L’enseignante s’est dit que ce serait à elle de créer quelque chose pour partager et échanger, mais aussi dans le but de montrer une image positive des communautés autochtones à des enseignants qui seraient tentés par une telle expérience. «Je voulais tellement que les gens voient les communautés autochtones comme de belles places. Il y a tellement peu de positif qui en ressort quand on en parle. On entend le mot réserve et ce n’est que du négatif qui sort.»

Il y a un peu plus d’un an, l’enseignante a donc créé «La Classe Nature» sur Facebook et Instagram, où elle partage des nouvelles, des photos, des tranches de vie et des idées pour l’enseignement en milieu autochtone.

Marie propose également des exercices et des jeux que les enseignants peuvent télécharger sur le Web. L’enseignante s’est découvert un grand intérêt à adapter son matériel pédagogique pour qu’il soit approprié pour les élèves de la communauté. Selon elle, les manuels scolaires ne tiennent pas compte des Autochtones et de leurs valeurs.

«Par exemple, je leur fais apprendre du vocabulaire pertinent en tenant compte de ce qui les entoure et je prépare des activités d’arts plastiques sur la faune et la flore d’ici.» Pour s’aider dans sa démarche, elle a consulté les enseignants plus âgés de la communauté.

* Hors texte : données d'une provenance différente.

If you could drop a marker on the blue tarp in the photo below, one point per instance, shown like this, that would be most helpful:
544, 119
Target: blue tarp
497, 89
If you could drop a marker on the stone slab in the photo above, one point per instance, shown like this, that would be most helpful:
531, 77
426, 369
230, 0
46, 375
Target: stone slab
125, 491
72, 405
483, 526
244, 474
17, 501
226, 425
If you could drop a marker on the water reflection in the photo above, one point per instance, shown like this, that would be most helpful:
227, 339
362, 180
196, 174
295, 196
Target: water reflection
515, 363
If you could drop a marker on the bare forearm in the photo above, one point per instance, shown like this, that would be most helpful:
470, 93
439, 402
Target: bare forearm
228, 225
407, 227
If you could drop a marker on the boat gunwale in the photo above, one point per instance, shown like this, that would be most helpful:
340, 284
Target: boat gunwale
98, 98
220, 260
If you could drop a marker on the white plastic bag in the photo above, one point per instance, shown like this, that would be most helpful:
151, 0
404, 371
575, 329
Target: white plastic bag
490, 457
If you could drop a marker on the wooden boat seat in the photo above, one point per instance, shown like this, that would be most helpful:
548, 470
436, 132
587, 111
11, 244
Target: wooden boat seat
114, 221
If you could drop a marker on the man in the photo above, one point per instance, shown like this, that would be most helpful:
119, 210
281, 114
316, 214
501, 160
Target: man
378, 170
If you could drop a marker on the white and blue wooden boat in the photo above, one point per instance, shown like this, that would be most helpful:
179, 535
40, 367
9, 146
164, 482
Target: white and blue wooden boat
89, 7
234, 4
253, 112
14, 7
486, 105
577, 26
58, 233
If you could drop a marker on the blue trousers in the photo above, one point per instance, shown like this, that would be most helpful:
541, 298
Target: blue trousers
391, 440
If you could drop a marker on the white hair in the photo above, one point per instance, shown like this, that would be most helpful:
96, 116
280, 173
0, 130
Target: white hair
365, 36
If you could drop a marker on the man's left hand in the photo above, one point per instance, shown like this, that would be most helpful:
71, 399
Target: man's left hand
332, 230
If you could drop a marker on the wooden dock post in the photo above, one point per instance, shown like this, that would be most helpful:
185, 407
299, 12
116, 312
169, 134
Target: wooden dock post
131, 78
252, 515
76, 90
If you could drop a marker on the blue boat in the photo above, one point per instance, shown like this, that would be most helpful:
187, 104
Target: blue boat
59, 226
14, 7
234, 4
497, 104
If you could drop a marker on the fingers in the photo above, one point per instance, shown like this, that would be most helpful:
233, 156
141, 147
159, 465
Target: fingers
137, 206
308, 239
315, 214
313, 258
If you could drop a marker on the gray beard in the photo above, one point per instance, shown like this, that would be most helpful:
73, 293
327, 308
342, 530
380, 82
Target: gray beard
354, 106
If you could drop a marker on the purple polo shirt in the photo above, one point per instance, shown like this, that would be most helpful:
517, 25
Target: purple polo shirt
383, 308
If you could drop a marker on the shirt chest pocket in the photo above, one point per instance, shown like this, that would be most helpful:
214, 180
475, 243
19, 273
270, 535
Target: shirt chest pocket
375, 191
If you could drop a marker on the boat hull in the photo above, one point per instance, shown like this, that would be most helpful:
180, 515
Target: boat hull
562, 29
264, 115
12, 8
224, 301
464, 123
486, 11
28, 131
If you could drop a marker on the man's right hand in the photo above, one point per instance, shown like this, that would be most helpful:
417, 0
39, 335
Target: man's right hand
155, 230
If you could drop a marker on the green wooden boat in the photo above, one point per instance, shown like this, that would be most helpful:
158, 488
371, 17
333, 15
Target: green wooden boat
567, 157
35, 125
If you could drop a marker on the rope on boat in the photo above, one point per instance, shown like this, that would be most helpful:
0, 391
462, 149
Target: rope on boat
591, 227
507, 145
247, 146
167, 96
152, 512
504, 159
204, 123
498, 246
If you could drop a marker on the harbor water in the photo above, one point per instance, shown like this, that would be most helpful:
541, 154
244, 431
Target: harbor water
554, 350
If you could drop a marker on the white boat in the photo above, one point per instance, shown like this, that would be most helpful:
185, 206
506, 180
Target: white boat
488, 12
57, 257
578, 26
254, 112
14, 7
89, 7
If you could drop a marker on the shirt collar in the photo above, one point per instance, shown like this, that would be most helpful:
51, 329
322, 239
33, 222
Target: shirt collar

L’enseignante adapte aussi ses cours d’histoire, puisque la matière au programme tient peu compte des Autochtones. «C’est comme s’ils n’existaient pas, déplore Marie. Par exemple, on parle du barrage Robert-Bourassa comme étant la grande réussite du siècle, mais pour eux, ça a été la pire affaire du siècle!»

La communauté crie de Fort George a été relocalisée à Chisasibi en 1981 en raison de la possibilité d’érosion à la suite de la construction des aménagements hydroélectriques de la Baie-James.

Dans ce genre de contexte, elle s’assure de transmettre la matière avec sensibilité en tenant compte de la perspective de la communauté. «Je veux qu’ils comprennent que leur communauté et leur opinion sont aussi importantes.»

Enseigner dans le nord représente beaucoup d’adaptation et de défis, mais au final, la réalité des enseignants est comparable à ailleurs en province, selon Marie.

«L’enseignement, ce n’est pas facile, ici comme à Montréal. Les défis sont les mêmes partout. On manque de ressources et d’espace et le curriculum n’est pas réaliste et adapté.»

Et les besoins des élèves sont aussi les mêmes, au nord comme au sud du Québec. «Les enfants, ça reste des enfants. Ils veulent qu’on leur accorde du temps et de l’attention, et ils ont besoin de notre confiance et de notre amour.»